As millions of sun seekers head for the seaside, they will be confronted by the gruesome new menace lurking in British waters this summer.
Step forward the Hagfish, a truly terrifying creature – which burrows into rotting corpses to feed – and is working its way towards our shores.
It’s the latest hazard the nation will be living in fear of after warnings that deadly hornets and ticks are about to swarm Blighty.
“They reach a couple of foot long and feed on dead and rotting corpses”
Myles O’Reilly, Senior Specialist Scientist at SEPA
Once the Hagfish find a meal, they latch on with their feelers and bore straight into its flesh.
Swimmers are in for a summer of fear as the creepy eel-like fish reach peak size in July.
And if cannibalism isn’t enough to send shivers down your spine – it’s able to SLIME its predators to death, according to scientist Myles O’Reilly.
The zombie fish reach “a couple of feet long and feed on dead and rotting corpses,” Mr O’Reilly said.
Not much is known about the creatures except that they existed BEFORE dinosaurs roamed the planet some 360 million years ago.
Scientists aren’t sure exactly how the critters have lay in hiding for so long – or even how they mate.
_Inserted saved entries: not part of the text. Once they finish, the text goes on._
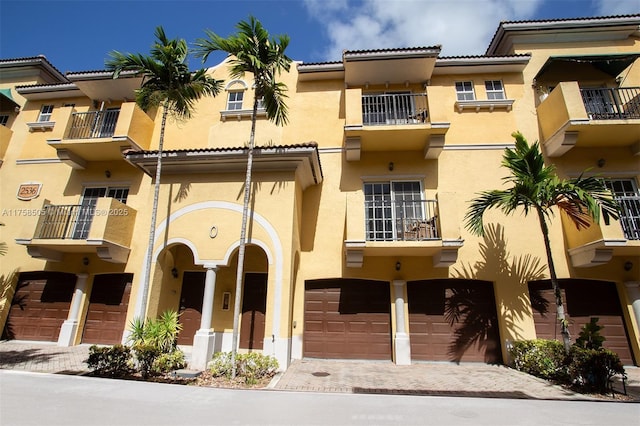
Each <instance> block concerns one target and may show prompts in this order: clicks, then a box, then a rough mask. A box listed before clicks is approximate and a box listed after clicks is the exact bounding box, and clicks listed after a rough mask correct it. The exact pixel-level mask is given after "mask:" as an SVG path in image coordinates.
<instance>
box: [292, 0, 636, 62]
mask: <svg viewBox="0 0 640 426" xmlns="http://www.w3.org/2000/svg"><path fill="white" fill-rule="evenodd" d="M544 1H545V0H422V1H420V0H330V1H322V0H305V5H306V7H307V10H308V12H309V14H310V15H311V16H312V17H313V18H314V19H316V20H317V21H318V22H319V23H321V24H322V25H323V27H324V29H325V32H326V37H327V39H328V47H327V48H326V50H325V51H324V53H323V57H324V60H327V61H336V60H340V59H341V58H342V51H343V50H345V49H346V50H359V49H379V48H393V47H418V46H433V45H437V44H441V45H442V53H441V55H442V56H457V55H480V54H483V53H484V52H485V50H486V48H487V46H488V44H489V42H490V40H491V37H492V36H493V34H494V32H495V31H496V29H497V27H498V25H499V23H500V21H503V20H521V19H535V14H536V12H537V11H538V10H540V8H541V6H542V4H543V3H544ZM601 1H603V2H607V1H611V2H617V1H623V2H626V1H627V0H601ZM630 1H637V0H630ZM580 14H581V12H578V16H579V15H580Z"/></svg>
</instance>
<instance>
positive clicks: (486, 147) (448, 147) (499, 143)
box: [442, 143, 516, 151]
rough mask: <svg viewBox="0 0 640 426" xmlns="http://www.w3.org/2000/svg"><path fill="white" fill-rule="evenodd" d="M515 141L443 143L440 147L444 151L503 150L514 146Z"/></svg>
mask: <svg viewBox="0 0 640 426" xmlns="http://www.w3.org/2000/svg"><path fill="white" fill-rule="evenodd" d="M515 146H516V144H515V143H499V144H489V143H481V144H473V145H472V144H460V145H445V146H444V147H443V148H442V149H443V150H445V151H494V150H500V151H502V150H504V149H506V148H509V149H513V148H515Z"/></svg>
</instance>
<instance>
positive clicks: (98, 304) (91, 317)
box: [82, 274, 133, 345]
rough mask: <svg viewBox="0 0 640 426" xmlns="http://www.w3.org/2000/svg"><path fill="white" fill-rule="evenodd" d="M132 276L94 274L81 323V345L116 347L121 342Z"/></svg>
mask: <svg viewBox="0 0 640 426" xmlns="http://www.w3.org/2000/svg"><path fill="white" fill-rule="evenodd" d="M132 281H133V274H105V275H96V276H95V277H94V279H93V286H92V287H91V297H90V298H89V309H88V311H87V319H86V321H85V323H84V333H83V335H82V342H83V343H99V344H105V345H115V344H117V343H121V342H122V333H123V331H124V330H125V328H126V326H127V308H128V307H129V296H130V294H131V282H132Z"/></svg>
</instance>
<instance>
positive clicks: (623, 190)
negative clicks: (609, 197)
mask: <svg viewBox="0 0 640 426" xmlns="http://www.w3.org/2000/svg"><path fill="white" fill-rule="evenodd" d="M605 183H606V185H607V188H609V190H610V191H611V194H612V195H613V198H614V199H615V200H616V201H617V202H618V205H619V206H620V225H621V226H622V230H623V232H624V236H625V238H626V239H628V240H640V192H638V187H637V185H636V183H635V181H634V180H633V179H609V180H607V181H606V182H605Z"/></svg>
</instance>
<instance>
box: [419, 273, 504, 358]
mask: <svg viewBox="0 0 640 426" xmlns="http://www.w3.org/2000/svg"><path fill="white" fill-rule="evenodd" d="M407 298H408V303H409V333H410V339H411V358H412V359H416V360H423V361H456V362H459V361H477V362H487V363H500V362H502V353H501V350H500V335H499V332H498V317H497V315H496V304H495V298H494V294H493V284H492V283H490V282H487V281H467V280H425V281H412V282H409V283H407Z"/></svg>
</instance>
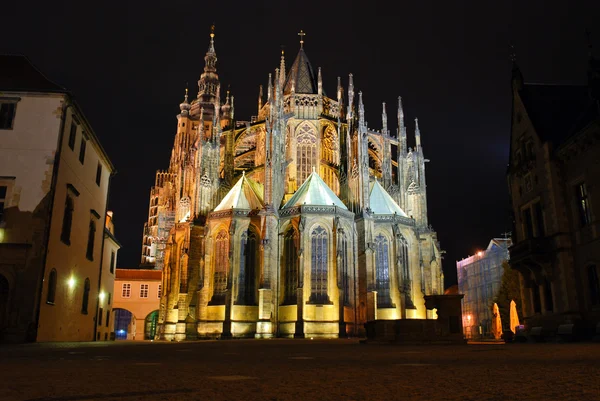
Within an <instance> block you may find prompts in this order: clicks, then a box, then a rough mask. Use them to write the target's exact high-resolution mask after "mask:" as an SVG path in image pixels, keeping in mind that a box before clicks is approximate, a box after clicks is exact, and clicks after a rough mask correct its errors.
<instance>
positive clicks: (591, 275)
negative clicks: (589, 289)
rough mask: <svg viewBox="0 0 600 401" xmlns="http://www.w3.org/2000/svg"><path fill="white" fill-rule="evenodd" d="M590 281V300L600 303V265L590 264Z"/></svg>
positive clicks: (591, 303)
mask: <svg viewBox="0 0 600 401" xmlns="http://www.w3.org/2000/svg"><path fill="white" fill-rule="evenodd" d="M587 270H588V281H589V284H590V301H591V304H592V305H600V278H599V277H598V276H599V275H598V267H597V266H596V265H591V266H588V268H587Z"/></svg>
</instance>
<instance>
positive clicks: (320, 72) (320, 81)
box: [317, 67, 323, 95]
mask: <svg viewBox="0 0 600 401" xmlns="http://www.w3.org/2000/svg"><path fill="white" fill-rule="evenodd" d="M317 88H318V89H317V94H318V95H322V94H323V77H322V76H321V67H319V72H318V73H317Z"/></svg>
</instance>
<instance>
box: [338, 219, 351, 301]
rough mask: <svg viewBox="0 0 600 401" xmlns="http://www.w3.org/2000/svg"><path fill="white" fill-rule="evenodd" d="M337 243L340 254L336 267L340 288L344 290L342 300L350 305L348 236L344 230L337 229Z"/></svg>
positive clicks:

Their ancient lineage bears striking similarity to their equally terrifying comrade, the vampire fish – or lamprey.
Lampreys are also making a comeback in our waters – infiltrating rivers across the country.
The parasitic fish latch onto flesh using its disc-like mouth filled with teeth and suck out their blood before “rasping” their host so their skin bonds together.
Lamprey can reach up to one metre – and are at their largest this month as they migrate from the sea to our rivers to feed.
They received bad press in the US after petrified fishers and holidaymakers shared snaps of the bloodsuckers latching onto their limbs.
Smaller lamprey feeding in British rivers are not a safety risk, assured Mr O’Reilly, a senior scientist at the Scottish Environmental Health Agency.
But anyone who spots a Hagfish – which have already been spotted off the Scottish coast – should be warned as they are known to squirt out a stinking slime to suffocate predators.
Its goo is so potent scientists have been trying to study it for decades.
Many believe it could hold all sorts of useful purposes ranging from essential skin creams and bandages to the downright bizarre bungee jump cords.
The fish – which has no backbone – ties itself in a knot to avoid choking itself on its own sludge.